Juist de vrijheid die hem in de vroege jaren aantrok op het internet, ziet Harris meer en meer verdwijnen. "De platforms die mensen gebruiken om zich te uiten, zijn enorm homogeniserend. Het is een paradox: plekken als Facebook en Instagram hebben het voor iedereen extreem makkelijk gemaakt om iets de wereld in te slingeren. Maar de regels van die platforms leggen enorme beperkingen op aan hóe je jezelf kunt uiten. Dat nieuwe internet in de jaren negentig voelde als een nieuw dorp, waar iedereen zijn eigen huis aan het bouwen was.
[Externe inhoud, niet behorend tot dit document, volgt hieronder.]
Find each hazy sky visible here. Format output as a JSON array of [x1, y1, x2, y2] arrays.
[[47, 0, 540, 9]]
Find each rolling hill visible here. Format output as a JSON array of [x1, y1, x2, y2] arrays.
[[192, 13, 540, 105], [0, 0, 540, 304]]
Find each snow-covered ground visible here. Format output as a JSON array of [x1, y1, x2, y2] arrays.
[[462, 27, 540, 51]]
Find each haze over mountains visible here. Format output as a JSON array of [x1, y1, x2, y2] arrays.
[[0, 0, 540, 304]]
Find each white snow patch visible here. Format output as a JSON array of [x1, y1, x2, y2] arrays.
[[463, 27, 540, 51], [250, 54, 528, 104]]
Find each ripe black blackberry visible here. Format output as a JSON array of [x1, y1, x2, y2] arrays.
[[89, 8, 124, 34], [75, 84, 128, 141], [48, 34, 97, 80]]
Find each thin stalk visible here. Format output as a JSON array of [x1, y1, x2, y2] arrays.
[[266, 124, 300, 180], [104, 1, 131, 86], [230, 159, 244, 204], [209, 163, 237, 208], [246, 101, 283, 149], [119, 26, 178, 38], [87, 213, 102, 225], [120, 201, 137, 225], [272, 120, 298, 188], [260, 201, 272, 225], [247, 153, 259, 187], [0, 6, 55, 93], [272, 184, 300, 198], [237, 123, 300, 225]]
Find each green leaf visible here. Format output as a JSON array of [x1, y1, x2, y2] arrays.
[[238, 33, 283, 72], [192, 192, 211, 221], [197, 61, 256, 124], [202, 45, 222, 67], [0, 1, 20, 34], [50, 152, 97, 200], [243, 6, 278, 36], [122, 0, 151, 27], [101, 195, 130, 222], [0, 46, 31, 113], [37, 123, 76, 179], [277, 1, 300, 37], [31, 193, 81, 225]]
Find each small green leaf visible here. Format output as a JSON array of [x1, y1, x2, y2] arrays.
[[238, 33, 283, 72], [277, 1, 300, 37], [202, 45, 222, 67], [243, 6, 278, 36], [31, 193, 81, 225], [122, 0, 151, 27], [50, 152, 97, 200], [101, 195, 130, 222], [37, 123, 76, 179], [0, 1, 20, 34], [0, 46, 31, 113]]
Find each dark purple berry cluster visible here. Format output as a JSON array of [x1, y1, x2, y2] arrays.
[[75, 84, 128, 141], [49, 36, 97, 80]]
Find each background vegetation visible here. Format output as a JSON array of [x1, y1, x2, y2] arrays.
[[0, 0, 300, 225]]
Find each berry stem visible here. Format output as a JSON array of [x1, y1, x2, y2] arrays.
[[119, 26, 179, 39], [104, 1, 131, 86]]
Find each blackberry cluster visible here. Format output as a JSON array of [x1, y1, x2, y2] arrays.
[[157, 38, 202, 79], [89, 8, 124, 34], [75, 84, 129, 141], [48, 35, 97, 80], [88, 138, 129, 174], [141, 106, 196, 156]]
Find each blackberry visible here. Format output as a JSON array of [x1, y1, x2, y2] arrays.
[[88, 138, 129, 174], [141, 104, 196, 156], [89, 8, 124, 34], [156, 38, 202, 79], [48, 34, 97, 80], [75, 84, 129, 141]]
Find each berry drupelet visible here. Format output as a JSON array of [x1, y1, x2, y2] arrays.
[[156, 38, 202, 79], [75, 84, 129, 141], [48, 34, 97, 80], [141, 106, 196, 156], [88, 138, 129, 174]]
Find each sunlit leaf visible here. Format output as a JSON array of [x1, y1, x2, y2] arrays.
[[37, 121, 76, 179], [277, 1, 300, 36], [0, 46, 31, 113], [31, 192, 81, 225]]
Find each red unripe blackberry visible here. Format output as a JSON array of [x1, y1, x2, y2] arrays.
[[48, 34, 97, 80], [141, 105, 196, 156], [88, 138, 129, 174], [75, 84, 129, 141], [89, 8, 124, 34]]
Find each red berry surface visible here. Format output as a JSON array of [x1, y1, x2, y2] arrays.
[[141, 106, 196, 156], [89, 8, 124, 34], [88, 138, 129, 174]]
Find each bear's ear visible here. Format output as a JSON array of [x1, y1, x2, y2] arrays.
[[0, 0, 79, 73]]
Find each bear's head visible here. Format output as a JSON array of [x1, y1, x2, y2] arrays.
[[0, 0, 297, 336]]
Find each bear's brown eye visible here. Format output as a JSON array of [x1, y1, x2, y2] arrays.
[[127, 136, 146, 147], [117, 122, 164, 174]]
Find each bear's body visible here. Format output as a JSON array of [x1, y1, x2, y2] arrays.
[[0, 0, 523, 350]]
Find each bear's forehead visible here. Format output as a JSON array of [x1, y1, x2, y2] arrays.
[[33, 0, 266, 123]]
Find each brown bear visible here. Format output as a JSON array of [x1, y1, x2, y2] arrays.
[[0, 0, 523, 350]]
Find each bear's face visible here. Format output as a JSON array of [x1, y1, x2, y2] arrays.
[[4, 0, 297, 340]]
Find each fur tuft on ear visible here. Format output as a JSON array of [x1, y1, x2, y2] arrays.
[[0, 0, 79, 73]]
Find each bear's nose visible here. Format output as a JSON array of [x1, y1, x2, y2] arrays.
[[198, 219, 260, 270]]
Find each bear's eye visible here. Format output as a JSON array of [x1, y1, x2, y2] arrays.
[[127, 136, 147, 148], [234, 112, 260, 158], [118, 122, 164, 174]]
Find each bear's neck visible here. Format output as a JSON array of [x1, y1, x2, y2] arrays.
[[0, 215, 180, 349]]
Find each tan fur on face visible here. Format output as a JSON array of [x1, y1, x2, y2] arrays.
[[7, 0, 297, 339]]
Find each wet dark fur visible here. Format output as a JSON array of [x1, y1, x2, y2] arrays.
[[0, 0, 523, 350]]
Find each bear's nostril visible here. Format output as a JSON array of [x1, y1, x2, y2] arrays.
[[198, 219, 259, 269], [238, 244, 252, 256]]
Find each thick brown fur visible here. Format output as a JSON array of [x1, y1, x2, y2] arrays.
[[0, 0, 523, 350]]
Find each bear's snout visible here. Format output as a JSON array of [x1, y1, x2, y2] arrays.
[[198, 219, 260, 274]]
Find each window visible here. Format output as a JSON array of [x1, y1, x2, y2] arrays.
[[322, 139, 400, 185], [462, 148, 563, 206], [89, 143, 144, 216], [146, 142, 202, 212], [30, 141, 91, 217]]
Nu is het meer een vinexwijk, met allemaal dezelfde prefab huizen rond een groot winkelcentrum."

Levensfilosofie
Geheel naar zijn onderzoekende en zelfreflectieve aard, koos Harris voor zijn Top 10 een zeer eclectische selectie aan kunstwerken. Harris: "Ik ben geen groot kenner van de mediageschiedenis of de cinema, dus ik zou me niet wagen aan een lijst van ‘de beste tien ooit’."
In plaats daarvan greep Harris de Top 10 aan als een kans om kunstwerken aan te wijzen die van invloed geweest zijn op zijn eigen ontwikkeling, als kunstenaar en als mens. Niet alleen klassieke documentaires, maar ook een fictiefilm (Alejandro Jodorowsky’s The Holy Mountain), uiteraard een digitaal project (de gloednieuwe game Everything van David OReilly) en het complete videoplatform YouTube. "Alle werken die ik koos hebben iets zoekends en een verwondering over de mysteries van het leven en onze blik daarop die ik herken. Of dat nu zit in een wetenschappelijke blik op het universum, op verschillende schalen in Powers of Ten, of het gebruik van filmtrucs als stop-motion en timelapse om abstracte patronen in het leven op aarde bloot te leggen in Koyaanisqatsi, of de uitbundige wenteling in het alledaagse van The Cruise."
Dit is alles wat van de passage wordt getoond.